Our recommendations address this.
Highlights
What GAO Found
Seven law enforcement agencies in the Departments of Homeland Security (DHS) and Justice (DOJ) reported using facial recognition services provided by commercial and nonprofit entities. The agencies reported using four services in total from October 2019 through March 2022 to support criminal investigations. All seven agencies initially used these services without requiring staff take facial recognition training. GAO found that six agencies had available data and cumulatively conducted about 60,000 searches when they did not have training requirements in place. As of April 2023, two agencies began to require training.

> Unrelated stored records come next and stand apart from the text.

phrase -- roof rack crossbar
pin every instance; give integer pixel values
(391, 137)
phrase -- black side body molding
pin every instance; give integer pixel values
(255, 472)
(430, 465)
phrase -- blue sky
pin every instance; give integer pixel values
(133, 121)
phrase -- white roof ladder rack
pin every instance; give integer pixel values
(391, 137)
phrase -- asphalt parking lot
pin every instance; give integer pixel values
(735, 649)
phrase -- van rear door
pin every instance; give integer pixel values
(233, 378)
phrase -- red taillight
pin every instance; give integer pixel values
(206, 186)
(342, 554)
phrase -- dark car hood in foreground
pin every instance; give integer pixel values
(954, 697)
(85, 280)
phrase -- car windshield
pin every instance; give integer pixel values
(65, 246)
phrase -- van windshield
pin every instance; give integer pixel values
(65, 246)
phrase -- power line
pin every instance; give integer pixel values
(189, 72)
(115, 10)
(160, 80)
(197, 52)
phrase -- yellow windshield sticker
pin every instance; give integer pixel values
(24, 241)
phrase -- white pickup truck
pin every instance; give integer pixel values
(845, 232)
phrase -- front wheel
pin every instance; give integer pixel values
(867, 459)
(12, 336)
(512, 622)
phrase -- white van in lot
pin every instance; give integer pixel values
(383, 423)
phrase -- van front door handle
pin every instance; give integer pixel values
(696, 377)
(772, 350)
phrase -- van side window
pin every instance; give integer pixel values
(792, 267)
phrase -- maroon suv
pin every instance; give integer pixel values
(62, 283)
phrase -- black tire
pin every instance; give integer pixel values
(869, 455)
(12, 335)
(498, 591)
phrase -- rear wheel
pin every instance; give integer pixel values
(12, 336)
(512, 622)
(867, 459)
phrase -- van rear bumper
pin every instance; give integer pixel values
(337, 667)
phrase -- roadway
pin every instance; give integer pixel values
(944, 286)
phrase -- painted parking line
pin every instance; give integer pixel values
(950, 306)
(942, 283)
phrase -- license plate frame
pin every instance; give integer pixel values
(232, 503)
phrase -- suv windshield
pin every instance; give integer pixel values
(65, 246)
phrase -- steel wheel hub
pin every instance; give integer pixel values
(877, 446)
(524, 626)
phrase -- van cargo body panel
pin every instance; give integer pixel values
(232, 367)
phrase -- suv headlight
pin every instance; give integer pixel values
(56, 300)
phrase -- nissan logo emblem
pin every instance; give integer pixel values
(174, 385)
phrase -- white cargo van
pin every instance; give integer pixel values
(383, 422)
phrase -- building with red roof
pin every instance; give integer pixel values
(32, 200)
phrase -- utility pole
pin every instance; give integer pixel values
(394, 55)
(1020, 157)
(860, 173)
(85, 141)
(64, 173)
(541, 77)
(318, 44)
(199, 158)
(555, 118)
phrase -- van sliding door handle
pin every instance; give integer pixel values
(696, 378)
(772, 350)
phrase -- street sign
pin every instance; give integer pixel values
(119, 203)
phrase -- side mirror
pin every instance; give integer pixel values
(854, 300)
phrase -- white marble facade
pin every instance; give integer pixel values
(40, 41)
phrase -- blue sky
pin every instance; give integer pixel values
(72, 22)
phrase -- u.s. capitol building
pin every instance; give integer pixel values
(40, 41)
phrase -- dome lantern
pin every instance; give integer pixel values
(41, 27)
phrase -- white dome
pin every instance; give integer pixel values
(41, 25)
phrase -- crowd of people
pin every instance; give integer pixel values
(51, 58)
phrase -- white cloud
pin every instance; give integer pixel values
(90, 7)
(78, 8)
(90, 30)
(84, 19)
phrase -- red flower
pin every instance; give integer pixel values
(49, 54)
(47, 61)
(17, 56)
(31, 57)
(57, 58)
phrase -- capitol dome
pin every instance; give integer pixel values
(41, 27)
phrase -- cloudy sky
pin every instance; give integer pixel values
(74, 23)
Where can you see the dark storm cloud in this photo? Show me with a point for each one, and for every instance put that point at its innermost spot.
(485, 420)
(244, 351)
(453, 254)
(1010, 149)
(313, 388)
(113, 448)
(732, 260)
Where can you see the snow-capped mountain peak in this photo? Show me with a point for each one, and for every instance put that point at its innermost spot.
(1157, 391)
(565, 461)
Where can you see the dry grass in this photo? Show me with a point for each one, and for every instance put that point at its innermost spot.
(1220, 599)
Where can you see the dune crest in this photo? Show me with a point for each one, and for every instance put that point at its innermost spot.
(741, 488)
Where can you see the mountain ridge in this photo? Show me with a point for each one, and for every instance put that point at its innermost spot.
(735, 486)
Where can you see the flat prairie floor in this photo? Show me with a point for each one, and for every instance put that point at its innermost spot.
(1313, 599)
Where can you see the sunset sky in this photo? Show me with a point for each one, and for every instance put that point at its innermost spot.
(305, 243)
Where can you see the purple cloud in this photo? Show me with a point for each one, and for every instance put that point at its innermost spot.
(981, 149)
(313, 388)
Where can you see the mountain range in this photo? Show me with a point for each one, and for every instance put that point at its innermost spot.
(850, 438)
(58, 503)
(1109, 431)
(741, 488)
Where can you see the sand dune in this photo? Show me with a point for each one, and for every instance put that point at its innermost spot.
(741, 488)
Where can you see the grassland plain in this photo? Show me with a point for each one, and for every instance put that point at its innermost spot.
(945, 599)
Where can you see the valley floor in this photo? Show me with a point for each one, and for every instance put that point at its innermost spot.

Facial Recognition Services, Use and Training for Selected Agencies, April 2023
Note: The figure shows when agencies used the four services covered by this review (services used from October 2019 through March 2022), and when, if at all, agencies implemented training requirements for facial recognition services. The figure provides use and training information as of April 2023. See figure 6 of the report for more detail.
FBI officials told key internal stakeholders that certain staff must take training to use one facial recognition service. However, in practice, FBI has only recommended it as a best practice. GAO found that few of these staff completed the training, and across the FBI, only 10 staff completed facial recognition training of 196 staff that accessed the service. FBI said they intend to implement a training requirement for all staff, but have not yet done so. Such a requirement would help FBI ensure its staff understand how to use these services. Also, clarifying the status of FBI's training requirement would allow stakeholders to fully evaluate use of the service against FBI ethical and privacy standards.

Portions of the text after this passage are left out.